Washington smiled, a thin smile that left his teeth hidden, but with some warmth. “I must go back to the army’s work, gentlemen. Colonel Laurens, may I leave the Freiherr in your capable hands? Marquis, I thank you for bringing him, although I must say that I would have thought you natural enemies.”

“Perhaps in Europe,
Mon Général.
Here, we unite in the cause of liberty.” Lafayette bowed deeply and the men withdrew, leaving Washington to plan his campaigns. Somehow, between the Yankee captain, George Lake’s
recovery and von Steuben, his mood had changed. He was pleased.

Billy closed the door and smiled.

Philadelphia, April 30, 1778

The army reentered Philadelphia to muted celebrations. The people of the City of Brotherly Love had watched armies come and go for three seasons now, and were inured to the change. The Loyalists missed the British, and indeed, so great a revel had the Mischianza proved that some heads were still recovering from it.

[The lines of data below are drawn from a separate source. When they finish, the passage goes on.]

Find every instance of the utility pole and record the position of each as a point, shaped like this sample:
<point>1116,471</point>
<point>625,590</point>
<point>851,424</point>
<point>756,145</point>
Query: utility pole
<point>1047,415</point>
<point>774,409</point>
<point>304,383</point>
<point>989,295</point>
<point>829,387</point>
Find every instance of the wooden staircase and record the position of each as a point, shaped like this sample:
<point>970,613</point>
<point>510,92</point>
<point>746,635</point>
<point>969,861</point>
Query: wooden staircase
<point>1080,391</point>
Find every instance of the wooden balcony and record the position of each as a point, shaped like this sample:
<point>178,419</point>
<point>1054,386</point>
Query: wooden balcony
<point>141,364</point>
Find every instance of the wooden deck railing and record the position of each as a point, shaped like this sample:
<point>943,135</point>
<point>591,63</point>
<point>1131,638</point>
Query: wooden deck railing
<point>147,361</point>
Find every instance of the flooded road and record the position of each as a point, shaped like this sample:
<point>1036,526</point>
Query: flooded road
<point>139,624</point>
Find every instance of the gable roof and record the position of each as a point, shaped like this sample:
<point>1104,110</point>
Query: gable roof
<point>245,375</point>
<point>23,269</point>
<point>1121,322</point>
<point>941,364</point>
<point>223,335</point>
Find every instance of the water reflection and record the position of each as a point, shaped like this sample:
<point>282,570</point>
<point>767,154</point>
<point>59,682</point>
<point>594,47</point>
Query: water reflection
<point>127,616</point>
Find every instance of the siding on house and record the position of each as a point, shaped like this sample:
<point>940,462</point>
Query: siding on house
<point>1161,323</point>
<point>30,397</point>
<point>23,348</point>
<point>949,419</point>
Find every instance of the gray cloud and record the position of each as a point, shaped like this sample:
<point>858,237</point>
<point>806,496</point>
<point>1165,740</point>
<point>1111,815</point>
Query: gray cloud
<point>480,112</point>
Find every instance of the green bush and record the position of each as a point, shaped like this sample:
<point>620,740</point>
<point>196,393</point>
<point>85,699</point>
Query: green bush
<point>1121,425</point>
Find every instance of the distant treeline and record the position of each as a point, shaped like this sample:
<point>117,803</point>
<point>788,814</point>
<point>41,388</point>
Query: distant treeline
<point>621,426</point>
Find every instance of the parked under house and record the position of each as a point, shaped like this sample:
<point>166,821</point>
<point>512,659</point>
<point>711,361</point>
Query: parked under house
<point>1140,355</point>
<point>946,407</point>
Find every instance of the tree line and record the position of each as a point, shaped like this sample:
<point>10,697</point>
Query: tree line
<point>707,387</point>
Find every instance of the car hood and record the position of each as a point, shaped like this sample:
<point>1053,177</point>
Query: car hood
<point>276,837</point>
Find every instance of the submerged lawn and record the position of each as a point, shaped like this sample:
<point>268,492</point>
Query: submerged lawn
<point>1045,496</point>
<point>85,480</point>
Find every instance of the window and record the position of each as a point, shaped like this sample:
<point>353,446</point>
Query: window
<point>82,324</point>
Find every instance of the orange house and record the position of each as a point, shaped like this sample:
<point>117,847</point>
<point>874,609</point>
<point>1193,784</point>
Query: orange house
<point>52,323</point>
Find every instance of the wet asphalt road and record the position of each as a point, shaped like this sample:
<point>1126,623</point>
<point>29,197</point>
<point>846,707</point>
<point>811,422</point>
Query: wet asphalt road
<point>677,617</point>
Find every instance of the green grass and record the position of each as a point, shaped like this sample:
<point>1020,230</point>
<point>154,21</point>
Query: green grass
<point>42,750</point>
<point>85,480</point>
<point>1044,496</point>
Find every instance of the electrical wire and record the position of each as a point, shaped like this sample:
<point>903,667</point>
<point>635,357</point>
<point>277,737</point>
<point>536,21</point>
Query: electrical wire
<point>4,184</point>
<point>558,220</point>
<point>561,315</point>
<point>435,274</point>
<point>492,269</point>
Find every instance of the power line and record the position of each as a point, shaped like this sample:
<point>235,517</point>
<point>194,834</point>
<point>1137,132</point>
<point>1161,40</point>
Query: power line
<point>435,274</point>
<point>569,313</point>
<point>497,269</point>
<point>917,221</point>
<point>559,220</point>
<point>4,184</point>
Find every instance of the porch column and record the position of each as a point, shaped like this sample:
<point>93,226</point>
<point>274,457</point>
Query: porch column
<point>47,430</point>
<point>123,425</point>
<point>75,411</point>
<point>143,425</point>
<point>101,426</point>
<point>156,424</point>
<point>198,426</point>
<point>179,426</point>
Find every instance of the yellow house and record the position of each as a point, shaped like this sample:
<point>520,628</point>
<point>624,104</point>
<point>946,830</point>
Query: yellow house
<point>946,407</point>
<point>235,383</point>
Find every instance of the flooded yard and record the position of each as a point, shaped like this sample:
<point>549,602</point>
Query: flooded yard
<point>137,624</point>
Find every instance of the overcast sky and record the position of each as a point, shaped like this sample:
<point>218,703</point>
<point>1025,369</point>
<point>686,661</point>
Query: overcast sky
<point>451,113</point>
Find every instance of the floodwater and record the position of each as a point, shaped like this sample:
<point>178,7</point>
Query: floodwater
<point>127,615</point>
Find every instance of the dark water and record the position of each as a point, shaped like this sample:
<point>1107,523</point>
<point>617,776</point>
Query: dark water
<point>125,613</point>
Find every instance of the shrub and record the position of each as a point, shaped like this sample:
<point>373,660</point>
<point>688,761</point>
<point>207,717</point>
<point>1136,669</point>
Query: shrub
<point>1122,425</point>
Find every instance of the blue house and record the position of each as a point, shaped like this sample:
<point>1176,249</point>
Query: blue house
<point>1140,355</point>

The return of the Continental Congress restored the city to the position of capital, and the government returned with a rush, eager to renew the business of politics and also to seize the property of avowed Loyalists. It was a difficult time, particularly as the enemy was just across the river in New Jersey, busy retreating on New York, and Washington was keen to get across and harry their retreat.

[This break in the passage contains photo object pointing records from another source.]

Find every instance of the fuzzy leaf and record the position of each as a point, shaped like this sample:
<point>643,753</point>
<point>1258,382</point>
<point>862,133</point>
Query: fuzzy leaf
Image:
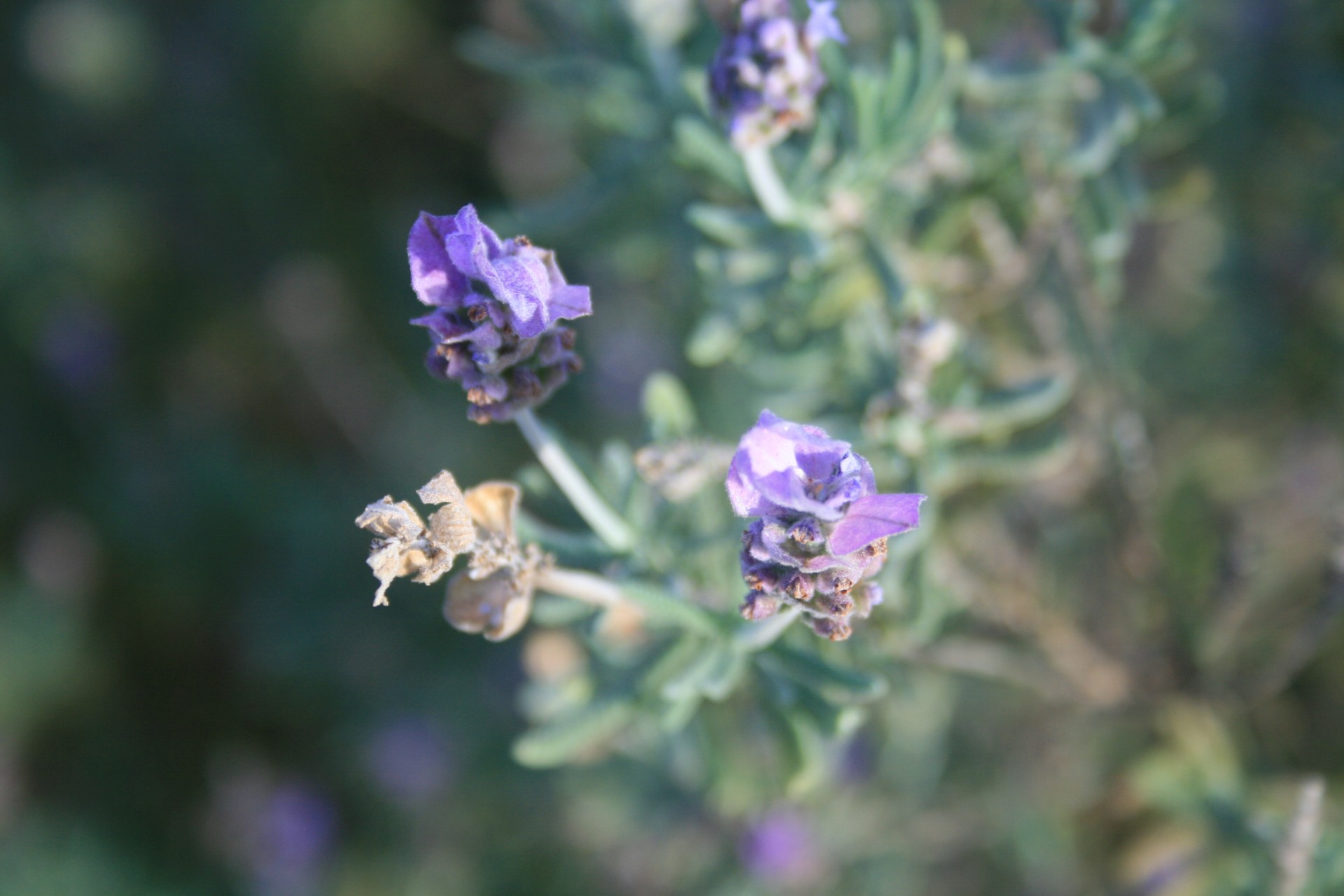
<point>574,736</point>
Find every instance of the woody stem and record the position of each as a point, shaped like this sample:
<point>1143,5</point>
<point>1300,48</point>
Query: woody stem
<point>600,516</point>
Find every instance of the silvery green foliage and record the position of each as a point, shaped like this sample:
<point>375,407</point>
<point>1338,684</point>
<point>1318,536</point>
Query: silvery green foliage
<point>927,267</point>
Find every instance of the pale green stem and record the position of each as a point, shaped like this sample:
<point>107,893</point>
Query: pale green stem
<point>596,512</point>
<point>765,182</point>
<point>758,636</point>
<point>581,586</point>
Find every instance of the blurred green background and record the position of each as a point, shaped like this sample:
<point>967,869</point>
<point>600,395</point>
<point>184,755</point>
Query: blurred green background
<point>206,372</point>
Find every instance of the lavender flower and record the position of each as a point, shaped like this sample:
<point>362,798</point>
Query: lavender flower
<point>781,849</point>
<point>498,305</point>
<point>766,77</point>
<point>823,528</point>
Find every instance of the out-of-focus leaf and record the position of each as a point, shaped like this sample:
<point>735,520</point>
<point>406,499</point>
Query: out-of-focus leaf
<point>1011,409</point>
<point>666,610</point>
<point>574,736</point>
<point>1027,457</point>
<point>729,226</point>
<point>668,407</point>
<point>701,147</point>
<point>713,342</point>
<point>832,681</point>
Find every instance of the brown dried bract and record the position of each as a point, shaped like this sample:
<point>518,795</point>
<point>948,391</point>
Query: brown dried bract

George Lake had marched through the city before, but the last time he had been a corporal. Now he was a captain, and thanks to the generosity of the marquis, he almost looked the part, in a good blue coat with red facings, a smart leather helmet with a visor, and his fine sword hanging by his side. He even wore good top boots in emulation of his idol. Behind him, his company shared in his fortune. Every man had a good wool coat, brought as bounty from France. The coats had been shared through the army by lottery, but most of the light infantry had received theirs first, not least because Lafayette had many friends among the younger officers of that corps. So Lake’s company, one of the best in the army, led the parade that was also a pursuit: they were to march through the city and board a ferry the next day.

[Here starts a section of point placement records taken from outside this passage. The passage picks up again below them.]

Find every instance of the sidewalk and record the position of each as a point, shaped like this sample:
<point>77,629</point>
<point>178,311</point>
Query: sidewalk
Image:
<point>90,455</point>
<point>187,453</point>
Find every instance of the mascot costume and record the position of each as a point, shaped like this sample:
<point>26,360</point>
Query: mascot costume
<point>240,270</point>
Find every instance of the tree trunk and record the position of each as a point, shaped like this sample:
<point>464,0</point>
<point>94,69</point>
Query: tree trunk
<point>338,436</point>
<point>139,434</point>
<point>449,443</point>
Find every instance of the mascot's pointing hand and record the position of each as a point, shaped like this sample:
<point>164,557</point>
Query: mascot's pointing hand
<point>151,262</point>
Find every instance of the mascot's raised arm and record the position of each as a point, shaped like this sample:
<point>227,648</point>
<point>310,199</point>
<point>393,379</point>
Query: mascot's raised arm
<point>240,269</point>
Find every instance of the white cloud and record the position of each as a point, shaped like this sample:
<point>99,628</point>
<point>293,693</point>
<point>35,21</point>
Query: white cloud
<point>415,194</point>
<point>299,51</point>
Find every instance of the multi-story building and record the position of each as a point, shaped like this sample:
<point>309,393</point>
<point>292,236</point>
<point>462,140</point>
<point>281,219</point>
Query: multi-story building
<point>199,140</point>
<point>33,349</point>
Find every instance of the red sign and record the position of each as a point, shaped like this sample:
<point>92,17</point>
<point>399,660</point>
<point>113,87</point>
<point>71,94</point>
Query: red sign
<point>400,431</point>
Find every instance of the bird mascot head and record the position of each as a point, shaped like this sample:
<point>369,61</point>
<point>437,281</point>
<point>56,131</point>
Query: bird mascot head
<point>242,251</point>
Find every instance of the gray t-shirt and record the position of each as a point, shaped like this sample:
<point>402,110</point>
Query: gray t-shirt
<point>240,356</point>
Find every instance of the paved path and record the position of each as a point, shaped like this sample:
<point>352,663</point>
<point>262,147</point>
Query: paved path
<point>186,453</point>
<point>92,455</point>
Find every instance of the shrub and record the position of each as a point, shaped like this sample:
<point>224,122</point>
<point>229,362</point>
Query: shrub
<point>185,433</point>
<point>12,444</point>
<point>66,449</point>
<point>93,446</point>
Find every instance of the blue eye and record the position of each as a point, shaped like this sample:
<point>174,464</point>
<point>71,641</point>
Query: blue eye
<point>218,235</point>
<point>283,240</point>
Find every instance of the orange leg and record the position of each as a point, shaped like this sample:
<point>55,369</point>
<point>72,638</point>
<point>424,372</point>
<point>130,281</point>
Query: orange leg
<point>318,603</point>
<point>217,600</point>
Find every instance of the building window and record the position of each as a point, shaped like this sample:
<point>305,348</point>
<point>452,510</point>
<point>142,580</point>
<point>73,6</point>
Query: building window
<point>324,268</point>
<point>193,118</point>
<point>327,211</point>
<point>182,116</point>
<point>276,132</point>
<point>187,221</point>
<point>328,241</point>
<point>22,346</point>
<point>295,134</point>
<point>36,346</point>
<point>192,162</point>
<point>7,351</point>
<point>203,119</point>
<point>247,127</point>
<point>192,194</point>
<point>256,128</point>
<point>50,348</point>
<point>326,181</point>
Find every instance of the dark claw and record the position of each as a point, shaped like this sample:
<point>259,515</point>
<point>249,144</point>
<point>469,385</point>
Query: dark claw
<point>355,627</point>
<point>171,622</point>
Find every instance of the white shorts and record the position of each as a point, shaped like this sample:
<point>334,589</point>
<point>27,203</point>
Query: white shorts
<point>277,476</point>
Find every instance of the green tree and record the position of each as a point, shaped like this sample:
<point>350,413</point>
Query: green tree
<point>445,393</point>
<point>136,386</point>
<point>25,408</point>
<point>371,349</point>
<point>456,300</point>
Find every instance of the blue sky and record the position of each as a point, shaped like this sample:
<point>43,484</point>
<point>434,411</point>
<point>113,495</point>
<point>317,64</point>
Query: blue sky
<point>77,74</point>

Reclaiming his company had proved less of a hazard than recruiting it. By the time George was fully recovered,
he found his company had shrunk to just twenty-five men under a sergeant he didn’t know. In his absence, the other officer hadn’t been replaced and no drafts had been procured. George had been forced to tour the other companies and importune Colonel Weedon for more men. In time he’d got them and a new officer, Lieutenant Isaac Ross, a Scotsman from Alexandria with a far better claim to the rank of officer than George Lake. Ross, however, first encountered his new commander having wine with the much revered Marquis de Lafayette and never thought to question his commander’s antecedents.

Ross was better than adequate. He roamed the column and watched the sergeants and made George’s life very easy, so that as they neared a certain corner, close by the City Tavern, George was able to turn his attention to a certain house. It was still a block away when George saw men at the windows and someone smashing the front door with an axe. He knew that the Lovells were Loyalists, and he knew the temper of the times.